New Mexico is now in third place among U.S. states in oil production. (hcn.org)
New Mexico is now in third place among U.S. states in oil production. (hcn.org)
March 26, 2018

ALBUQUERQUE, N.M. – New Mexico might be one of the most beautiful states in the country, but high unemployment and lack of quality education are keeping people from moving to the Land of Enchantment.

A recent U.S. News and World Report ranked it 48th among the 50 states for places you'd want to live. Criteria used included health care, education and quality of life.

New Mexico ranked eighth in quality of life, but dead last in education. While the state's economy is now rebounding because of an uptick in the oil and gas industry, Mark Muro, senior fellow with the Brookings Institute, says rural states such as New Mexico need to embrace high tech faster if they want to compete with more urban areas.

"Places that are flourishing are often very capable in tech and are attracting the kind of millennial workers that are very well-educated and bring technical skills," he says.

New Mexico is one of three states still struggling with unemployment above 5 percent, alongside Alaska and West Virginia, but recently has climbed to third place among U.S. states in oil production.

Muro says since the 2008 recession, there's been a sharp contrast between large and small communities' economic fortunes and notes that long-term trends favor big cities.

"I think it's right to think there may be a moment where some of this evens out and more tech invests in New Mexico, but we haven't seen that moment yet," says Muro.

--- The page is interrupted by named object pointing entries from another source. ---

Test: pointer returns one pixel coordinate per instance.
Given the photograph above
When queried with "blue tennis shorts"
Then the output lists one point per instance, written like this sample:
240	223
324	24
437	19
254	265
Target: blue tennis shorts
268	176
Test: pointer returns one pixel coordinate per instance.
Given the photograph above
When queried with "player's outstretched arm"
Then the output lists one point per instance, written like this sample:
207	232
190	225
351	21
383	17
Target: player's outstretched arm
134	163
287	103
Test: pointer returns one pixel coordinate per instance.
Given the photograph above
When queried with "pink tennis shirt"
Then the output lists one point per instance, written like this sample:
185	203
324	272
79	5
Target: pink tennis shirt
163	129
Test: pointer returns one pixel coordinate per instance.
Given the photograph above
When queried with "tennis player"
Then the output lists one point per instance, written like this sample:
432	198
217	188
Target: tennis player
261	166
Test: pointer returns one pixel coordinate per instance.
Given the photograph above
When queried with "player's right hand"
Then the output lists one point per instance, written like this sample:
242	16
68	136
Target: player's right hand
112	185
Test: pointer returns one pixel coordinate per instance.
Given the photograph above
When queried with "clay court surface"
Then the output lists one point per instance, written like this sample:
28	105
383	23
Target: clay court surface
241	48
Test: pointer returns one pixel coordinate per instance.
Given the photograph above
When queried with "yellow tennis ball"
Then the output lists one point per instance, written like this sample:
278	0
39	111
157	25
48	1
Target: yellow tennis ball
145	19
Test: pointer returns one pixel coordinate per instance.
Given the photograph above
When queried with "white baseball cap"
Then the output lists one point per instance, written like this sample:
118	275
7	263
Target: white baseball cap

In the past year, jobs in manufacturing and energy are showing improvement, but Muro says those industries have typically proven to be cyclical and contribute to the state's boom-and-bust economy.

He adds that in a digital era, automation and globalization favor the biggest, densest cities over rural areas.

"Really, all jobs are now to some extent digital jobs” he says. “Every job is involved with computers. People in rural places or small communities have to get much more adept and aggressive at adopting technology."

Muro notes that the rural-urban divide began as early as 1920, when the number of Americans who lived in cities, overtook those who live in the countryside.